Ici commence une des nuits les plus douloureuses, au physique comme au moral, que j'aie passées dans ma vie.. Nous cheminions en longues files, la tête basse, livrés aux plus tristes réflexions; tantôt côtoyant les voitures, qui tenaient le milieu de la chaussée, et dont l'encombrement nous arrêtait à chaque pas; tantôt, quand le terrain le permettait, débordant à droite et à gauche, dans les champs, pour marcher plus à l'aise. Des blessés occupaient le centre de la colonne, les uns à pied, les autres en voitures ou huchés sur des caissons, suivant que leurs forces et leurs blessures le leur permettaient. Des hommes de tous les corps se trouvaient mêlés, la figure noire de poudre et de poussière, les vêtements en désordre : c'était hideux à voir. Dans notre pauvre division, deux fois si durement traitée, notre bataillon seul, ayant échappé à la démoralisation de la défaite, conservait assez d'ordre et de tenue. Au bout d'une heure et demie, une petite pause de dix minutes donnait juste le temps de se rejoindre et de se resserrer un peu; puis on repartait. Chaque village était marqué par un moment d'arrêt, que la difficulté de notre passage dans des rues étroites rendait inévitable. Là encore quelle désolation! La moitié des maisons hermétiquement fermées; une partie des habitants avait fui; l'autre se cachait, ne sachant si les Prussiens n'étaient pas sur nos talons. Quelques-uns cependant ouvraient leurs portes et distribuaient aux soldats de l'eau, du vin, un peu de pain. Ce secours était d'autant mieux reçu qu'un bon nombre d'hommes n'avaient rien mangé depuis vingt-quatre heures, la bataille ayant interrompu la distribution. Les femmes pleuraient et criaient. Ces scènes de désolation étaient lugubres, et le souvenir de cette nuit me fait l'effet du plus affreux rêve. Je n'ai eu ce soir-là qu'un seul éclair de joie, c'est en retrouvant, à l'entrée d'Oberbronn, notre excellent général de Montmary, qu'on avait dit blessé à Wissembourg et qui, Dieu merci, se portait à merveille. Je m'empressai d'aller lui serrer la main.

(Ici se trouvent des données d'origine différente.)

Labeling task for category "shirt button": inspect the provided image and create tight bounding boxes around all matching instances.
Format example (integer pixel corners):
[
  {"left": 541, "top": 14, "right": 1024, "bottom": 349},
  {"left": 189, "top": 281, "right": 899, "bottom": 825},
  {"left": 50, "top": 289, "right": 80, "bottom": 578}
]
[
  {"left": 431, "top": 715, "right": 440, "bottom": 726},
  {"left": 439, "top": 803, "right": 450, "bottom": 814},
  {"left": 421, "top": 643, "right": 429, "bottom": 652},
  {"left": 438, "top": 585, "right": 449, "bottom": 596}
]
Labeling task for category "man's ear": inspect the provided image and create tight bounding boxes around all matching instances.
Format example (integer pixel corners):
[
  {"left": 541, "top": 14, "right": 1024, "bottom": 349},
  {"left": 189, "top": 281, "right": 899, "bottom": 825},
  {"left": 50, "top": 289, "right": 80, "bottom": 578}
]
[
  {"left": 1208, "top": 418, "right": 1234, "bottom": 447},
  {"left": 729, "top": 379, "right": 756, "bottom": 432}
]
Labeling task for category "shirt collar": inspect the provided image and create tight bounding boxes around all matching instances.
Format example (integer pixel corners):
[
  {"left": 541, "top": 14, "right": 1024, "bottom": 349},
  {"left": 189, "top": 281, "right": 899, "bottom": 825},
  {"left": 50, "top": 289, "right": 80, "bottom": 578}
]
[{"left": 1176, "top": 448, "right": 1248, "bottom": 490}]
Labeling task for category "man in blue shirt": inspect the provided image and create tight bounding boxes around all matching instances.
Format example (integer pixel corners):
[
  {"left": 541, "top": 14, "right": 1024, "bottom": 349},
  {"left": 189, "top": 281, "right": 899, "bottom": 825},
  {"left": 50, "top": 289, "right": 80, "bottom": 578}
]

Le reste de la nuit fut semblable au début. Il fallait arriver à Saverne qui, par cette route, est certainement à 40 kilomètres au moins de notre point de départ. A deux heures du matin, le sommeil se joignant à la fatigue, on n'entendait plus un mot dans la colonne; nous marchions comme des automates. Le jour nous surprit ainsi, et le premier poteau qui se montra indiquait encore 15 ou 17 kilomètres. Nous étions à bout de forces. Je me rappellerai toujours, à la sortie de je ne sais plus quel village, une petite prairie où l'on nous fit faire une halte un peu plus longue que les autres; je tombai sur l'herbe humide, et je crois que ma tête n'avait pas encore touché terre, que je dormais d'un sommeil de plomb. Quoi de surprenant ? La veille nous avions fait à pied 35 kilomètres pour atteindre Haguenau; passé en chemin de fer une nuit interrompue par l'alerte que vous savez, nuit sans repos et en plein déluge. Toute la journée nous étions restés sur pied; les émotions par lesquelles nous avions passé équivalaient presque à la terrible lutte que nos camarades avaient soutenue, et il nous fallait encore marcher, sans même prévoir le terme de nos fatigues. Quand on me réveilla au bout de vingt minutes, j'aurais de grand coeur demandé à rester où nous étions. Il me semblait préférable d'attendre là les Prussiens et de se faire tuer sur place. Je croyais ne pouvoir plus avancer. J'aperçus, à quelques pas de moi, le maréchal qui causait avec notre commandant et des officiers d'état-major. Il était à pied, triste mais calme; racontant avec simplicité quelques-uns des incidents de la bataille. L'aspect de cette grande infortune, si courageusement et si noblement supportée, me rendit des forces; je me rapprochai du groupe; les circonstances autorisaient mon indiscrétion. Mais déjà l'ordre du départ était donné; nous étions suivis et ne devions nous arrêter qu'à Saverne. Je repris courage et repartis, en pensant à nos pauvres hommes, qui, le sac sur le dos, et deux fois plus chargés que moi, devaient souffrir bien davantage.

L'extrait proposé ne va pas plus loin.